The only Chinatown in my town was a council estate known for it's poor residents and anti-social behaviour. It got flattened for a hospital car park. :lol:
I have no idea why it was called Chinatown. :S

We have a few Chinese restaruants and take-aways around but only one has any refrence to China (China Gold) in it's name. Others are called things such as Michael's and Happy Days.

Wierd no?


----------



## Huhu (Jun 5, 2004)

Sen said:


> Chinese cuisine is one of the most diverse cuisine in the world, but most Chinese restaurants here are Cantonese, some are Szechuan/Shanghainese, Northern cuisine is rare.


In Vancouver there's been a diversification away from Cantonese food in recent years, although it's still dominant. Shanghainese and Taiwanese noodle houses are becoming increasingly popular; Taiwanese restaurants are quite popular with Chinese youths/foreign students. There's also the usual plague of bubble tea joints which sprout up everywhere like weeds. I've even found some restaurants specializing in northern fare opening up. They're surprisingly good! (or maybe I'm just sick of HK/Guangdong style food) kay:


----------



## Whiteeclipse (Mar 31, 2005)

I hear there is one Chinatown in India, does anyone have pictures?


----------



## coldstar (Jan 14, 2003)

Whiteeclipse said:


> I hear there is one Chinatown in India, does anyone have pictures?


Kolkata　has a chinatown, it is said to be only one in India, but it's too small.


----------



## Whiteeclipse (Mar 31, 2005)

coldstar said:


> Kolkata　has a chinatown, it is said to be only one in India, but it's too small.

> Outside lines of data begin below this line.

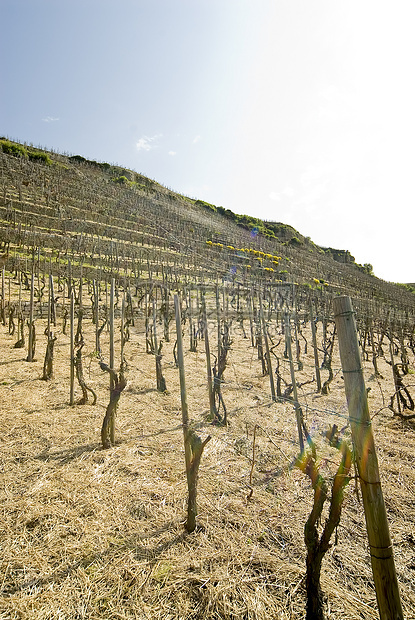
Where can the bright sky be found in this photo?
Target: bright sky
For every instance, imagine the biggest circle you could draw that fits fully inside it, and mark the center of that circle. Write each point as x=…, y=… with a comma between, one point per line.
x=298, y=111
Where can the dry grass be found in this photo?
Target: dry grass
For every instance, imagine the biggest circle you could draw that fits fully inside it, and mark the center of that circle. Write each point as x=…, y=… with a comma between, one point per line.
x=88, y=533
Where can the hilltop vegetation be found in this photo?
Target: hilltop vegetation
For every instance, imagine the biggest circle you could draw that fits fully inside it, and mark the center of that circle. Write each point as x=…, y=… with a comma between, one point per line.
x=53, y=201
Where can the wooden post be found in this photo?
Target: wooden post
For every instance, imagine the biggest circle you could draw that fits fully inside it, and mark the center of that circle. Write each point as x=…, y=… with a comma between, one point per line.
x=72, y=350
x=380, y=544
x=111, y=328
x=193, y=445
x=3, y=300
x=267, y=351
x=298, y=412
x=314, y=337
x=96, y=312
x=208, y=363
x=32, y=293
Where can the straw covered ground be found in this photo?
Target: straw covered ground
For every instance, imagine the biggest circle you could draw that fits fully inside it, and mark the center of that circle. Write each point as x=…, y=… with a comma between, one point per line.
x=92, y=533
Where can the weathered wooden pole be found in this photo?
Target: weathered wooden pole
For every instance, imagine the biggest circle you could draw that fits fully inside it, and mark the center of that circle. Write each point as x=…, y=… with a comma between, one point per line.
x=267, y=350
x=31, y=331
x=208, y=362
x=111, y=330
x=72, y=350
x=96, y=312
x=193, y=445
x=298, y=411
x=380, y=544
x=314, y=337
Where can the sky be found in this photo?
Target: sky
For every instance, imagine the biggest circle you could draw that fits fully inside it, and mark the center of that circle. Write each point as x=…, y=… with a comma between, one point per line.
x=295, y=111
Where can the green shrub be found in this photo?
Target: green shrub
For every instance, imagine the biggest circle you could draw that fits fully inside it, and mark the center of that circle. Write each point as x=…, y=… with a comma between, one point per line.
x=39, y=156
x=17, y=150
x=122, y=180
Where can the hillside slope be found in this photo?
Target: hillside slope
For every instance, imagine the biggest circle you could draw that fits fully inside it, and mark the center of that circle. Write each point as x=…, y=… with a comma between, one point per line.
x=91, y=210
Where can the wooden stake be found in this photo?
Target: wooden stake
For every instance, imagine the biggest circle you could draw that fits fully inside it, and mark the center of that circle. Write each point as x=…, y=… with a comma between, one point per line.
x=72, y=350
x=298, y=412
x=193, y=445
x=32, y=293
x=314, y=337
x=208, y=362
x=267, y=351
x=380, y=544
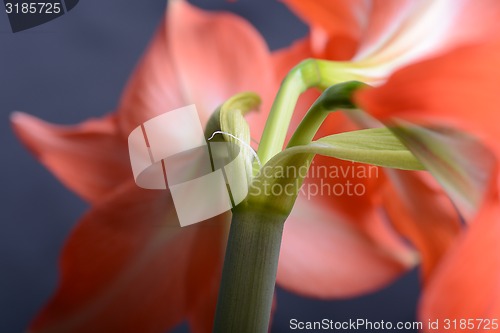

I heard there were 20,000 Chinese there and now 2,000 but why such a big decline?


----------



## Whiteeclipse (Mar 31, 2005)

Are there Chinatowns in Bangladesh, Afghanistan or Pakistan?


----------



## FAAN (Jun 24, 2011)

In my town there is a Chinatown. But in my country cities such as Sao Paulo there is a large oriental population with 800,000 immigrants. The neighborhood is called ''Liberdade "

Some photos:


----------



## diablo234 (Aug 18, 2008)

Some more photos of Houston's new Chinatown. Like the other suburban orientated Chinatowns (like Richmond in Vancouver or Monterey Park in Los Angeles) this is pretty common of newer ethnic enclaves in the US and Canada as more wealthy immigrants tend to leave the older Chinatowns for the suburbs while the older inner city Chinatowns tend to be either stagnate or even decay as was the case in Houston's older Chinatown located just east of Downtown. Houston's Chinatown also has a huge Vietnamese community as well as you will notice in some of the photos.































































































































Photos from http://quickrpickr.com/ Quickr Pickr


----------



## diablo234 (Aug 18, 2008)

Another suburban orientated Chinatown in Richardson (just outside of Dallas).


Jeng Chi by ogrethegreat, on Flickr


DSC_0021 by ShinYiu, on Flickr


DSC_0018 by ShinYiu, on Flickr


DSC_0019 by ShinYiu, on Flickr


May's "Ice Cream"? by ogrethegreat, on Flickr


DSC_0015 by ShinYiu, on Flickr


----------



## Dimethyltryptamine (Aug 22, 2009)

They look very contrived :s I'm glad we have no Chinatown like that here lol


----------



## diablo234 (Aug 18, 2008)

Dimethyltryptamine said:


> They look very contrived :s I'm glad we have no Chinatown like that here lol


What exactly do you mean by contrived? 

It's not like those places just sprouted up out of nowhere.

Chinese and other asians still go there to shop, go to an authentic restaurant, etc and you can even arguably say they are more "authentic" than say the chinatown in San Francisco, etc because they are less touristy.


----------



## bayviews (Mar 3, 2006)

Speaking about the San Francisco's Chinatown, its more than just dim sum & chopsticks. Aside from being one of the oldest & largest Chinatowns outside Asia, its unique in that its probably one of the first Chinatown outside Asia that actually runs the whole city. 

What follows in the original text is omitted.